Garrett v. State

415 N.E.2d 720 | Ind. Ct. App. | 1980

ON PETITION FOR REHEARING

HOFFMAN, Judge.

In this Petition for Rehearing, 411 N.E.2d 692, the defendant raises a new challenge to the jurisdiction of this Court. Four consecutive sentences were imposed in this case consisting of one to ten years, six months, six years, and six years. Whether or not this Court has jurisdiction depends on the interpretation of Ind. Rules of Procedure, Appellate Rule 4(A)(7) and Post-Conviction Rule 1, § 7. These rules grant jurisdiction to the Supreme Court in all criminal cases involving a minimum sentence of greater than ten years. It is unclear from these rules whether, when dealing with an appeal involving multiple consecutive sentences, jurisdiction is determined by reference to the aggregate of the sentences imposed or merely by reference to the minimum of each sentence imposed, without regard to the consecutive requirement. In the case at bar, if jurisdiction is determined by the minimum of each sentence, then this Court clearly has jurisdiction. Conversely, if the rules require reference to the aggregate of the terms imposed then jurisdiction properly rests with the Supreme Court. In Hawkins v. Jenkins (1978), 268 Ind. 137, 374 N.E.2d 496, the Supreme Court retained jurisdiction of eight habeas corpus petitions through the exercise of its. discretionary authority. In so doing, the Court noted that “none of the petitioners were originally sentenced to a minimum of greater than ten years, a requirement for this Court to exercise jurisdiction in a post-conviction relief case. PC 1, § 7; AP 4(A)(7).” For the determination of the ten year period, the Court gave no consideration to subsequent sentences which were to be served consecutively.
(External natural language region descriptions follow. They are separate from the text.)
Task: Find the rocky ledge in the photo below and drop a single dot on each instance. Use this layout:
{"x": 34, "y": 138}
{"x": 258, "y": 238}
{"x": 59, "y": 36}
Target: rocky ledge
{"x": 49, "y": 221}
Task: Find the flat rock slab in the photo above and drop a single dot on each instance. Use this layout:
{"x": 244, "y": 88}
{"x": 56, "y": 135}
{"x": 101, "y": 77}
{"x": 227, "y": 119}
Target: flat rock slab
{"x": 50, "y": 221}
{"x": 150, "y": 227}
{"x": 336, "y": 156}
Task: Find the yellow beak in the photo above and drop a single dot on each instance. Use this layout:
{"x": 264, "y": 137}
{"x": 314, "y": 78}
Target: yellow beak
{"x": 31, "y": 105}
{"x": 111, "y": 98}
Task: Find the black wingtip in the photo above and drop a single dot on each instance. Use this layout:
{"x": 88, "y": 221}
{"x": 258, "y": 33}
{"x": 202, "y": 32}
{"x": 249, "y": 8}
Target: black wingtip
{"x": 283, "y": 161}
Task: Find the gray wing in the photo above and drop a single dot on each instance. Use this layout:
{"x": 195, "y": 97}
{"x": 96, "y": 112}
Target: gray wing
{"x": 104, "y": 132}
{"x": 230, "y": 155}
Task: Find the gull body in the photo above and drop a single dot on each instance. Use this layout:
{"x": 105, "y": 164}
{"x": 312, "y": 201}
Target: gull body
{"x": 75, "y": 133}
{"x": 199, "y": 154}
The proper inference arising from the Hawkins case is that jurisdiction is to be determined by reference to each sentence imposed without regard to whether or not other terms may be served consecutively. The application of that rule to the present case compels a finding that jurisdiction here rests in the Court of Appeals. This interpretation provides the easiest and most expedient appellate procedure for our judicial system.

The Petition for Rehearing is denied.

GARRARD, P. J., and STATON, J., concur.